My sister is making some bad choices.

My sister, who I will call Jess, and I have a lot of “Internet friends.” One of our chat groups has become a bit more important (to both of us), however, she’s gotten really close with a few people there. I’ve met all of them, and we talk frequently, and they seem okay. Jess has become really good friends with one of them, named Meaghan (fake name again). Meaghan is three years older, works full time, supports her entire family and a few friends on her own, and dropped out of high school. She has also offered a room to my sister for $100 a month, and set up a job for her. This all seems great, except that now my sister doesn’t want to go to college anymore, and to avoid my mother’s wrath, she’s already saving money to change her name. I would remain in contact with her only through our Internet chats. I’m worried that she’s seriously going to mess up her life. Not only would I end up bailing her out, but I do love her and I’m seriously worried.

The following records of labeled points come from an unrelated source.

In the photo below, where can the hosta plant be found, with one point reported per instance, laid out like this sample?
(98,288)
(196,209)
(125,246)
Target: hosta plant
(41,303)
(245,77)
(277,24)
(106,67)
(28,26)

Before we get to the problem with your sister, I want to mention something to you: friends from the internet are not real people. I know you met them in real life and now she’s real friends with them, but if you’re heavily becoming heavily invested in a group of people you’ve never met is a sign that you’re just trying to avoid what’s going on in your real life.

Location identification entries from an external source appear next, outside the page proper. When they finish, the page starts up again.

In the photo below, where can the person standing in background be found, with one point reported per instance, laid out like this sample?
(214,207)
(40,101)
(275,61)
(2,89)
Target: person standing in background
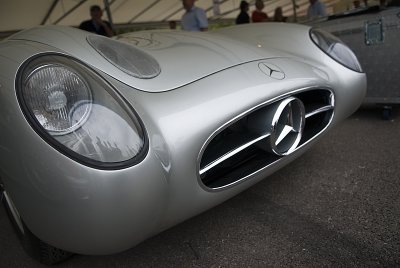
(243,16)
(195,18)
(316,9)
(258,15)
(278,15)
(96,24)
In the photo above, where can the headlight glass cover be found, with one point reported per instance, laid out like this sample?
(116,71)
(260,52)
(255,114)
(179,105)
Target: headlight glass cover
(335,48)
(79,113)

You love your sister. One time you were doing her hair and you wrapped a little bronze unicorn in it for fun and then couldn’t get it out and your mom had to cut it out and your sister had a little bald spot for a while, but that was an accident and you love her very, very much and don’t want any harm to come to her. I want you to closely re-read your email, and think about how cockamamie this plan really is: she’s saving up money to change to her name so she can hide from your mother. She claims she’s not going to speak to you again unless it’s over the internet. She is going to live with a bunch of random people who have dropped out of high school, spend too much time on the internet, and, this is my own personal guess here, don’t shower often enough, are loud and stay up too late, and don’t wash their dishes.

She’s going to be home within a week. And when she does come home, you’re going to support her emotionally and spiritually and maybe give her twenty bucks for gas now and again, and you’re definitely not going to bring up that time when she ran away to live with the internet people until she is safely in her 30s. If she doesn’t come home, you’re going to love her and be her friend, on the internet or anywhere else, but you’re going to realize that even though your mother isn’t that much of a help and a lot of this responsibility has fallen to you, you’re not her actual mother. There are limits to what you can do.